Multiagent debate sounds like democracy 🦅
This method really shines in situations where the answer isn't black and white and judgement calls need to be made.
Apparently, debate boosts information filtering AND math accuracy.
Mixture of experts (bonus)
Let's briefly detour into ensemble learning.
Since the 90s, various ways have evolved to combine specialised (expert) models.
An intuitive example is MoE with routing, shown in the image from a Google Research article.
MoEs are a product of the times.
For example, a 1991 paper frames adaptive mixtures of local experts as an associative version of competitive learning, which was popular in those days.
George Hotz recently outed GPT-4 as MoE. I'd guess the routing kind, but who knows?
Final thoughts
The starting point to building reasoning systems, including agents, is capable language models.

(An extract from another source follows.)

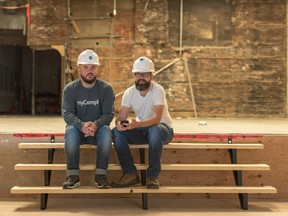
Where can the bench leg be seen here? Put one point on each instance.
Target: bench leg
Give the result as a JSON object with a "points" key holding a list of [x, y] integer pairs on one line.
{"points": [[47, 175], [43, 200], [243, 201], [243, 198], [143, 180]]}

Implementing higher-level reasoning at the code level has never been easier with tools LangChain and OpenAI’s new built-in function calling. There are countless ways to connect inputs and outputs to each other and to other interfaces.
So we have the mechanisms to build any kind of reasoning imaginable using thoughts as the unit. You might have noticed how many of these reasoning methods are based on human-like reasoning. A key question is whether human-like reasoning is the best target for building new AI systems.
The prompt engineering community seems to have taken a liking to neuroscience, with Andrej Karpathy recently recommending that attendees at an AI agent hackathon read the book Brain and Behaviour.
Conjecture is an AI research company on the side of the extinction-risk argument that likely condemns the idea of such a hackathon. But, interestingly, Conjecture’s approach to alignment involves emulating the logic of human reasoning, which they call Cognitive Emulation.
I’m somewhat sceptical that it’s easier to build human-like reasoning than it is to build a digitally-native reasoning system. Not for any particularly complex reason. We don’t really understand the human mind that well.
When it comes to neuroscience, it feels like we hear the same thing every year or so:
“We used to think Y about the brain, but it turns out to be more complicated and interconnected than we thought” 🫠
FlyWire recently released a fully-mapped connectome of the fruit fly, mapping their neural pathways. A HUGE milestone that could one day allow researchers to model their reasoning. It’s also the precursor to fully mapping the human brain’s connections too. But the fruitfly’s brain consists of just 100,000 neurons compared to ~86 billion in humans. So we still have a long way to go.
But what’s the alternative to simulating human reasoning today?
Well, I think we should continue building systems iteratively, starting simple and gradually adding complexity. If we’re using software to reason above the language models, then it will come with built-in monitoring. Current AI agents are very limited in their capabilities, but they work well in specialised tasks, such as developing code, making tools and using tools.
Talking about human-like thinking is helpful as a concept, but AI agents will probably evolve to look very different. This image shared by @swyx obviously isn’t meant to be taken literally, but it’s helpful for imagining just how we could compartmentalise the components of an autonomous agent’s reasoning capabilities.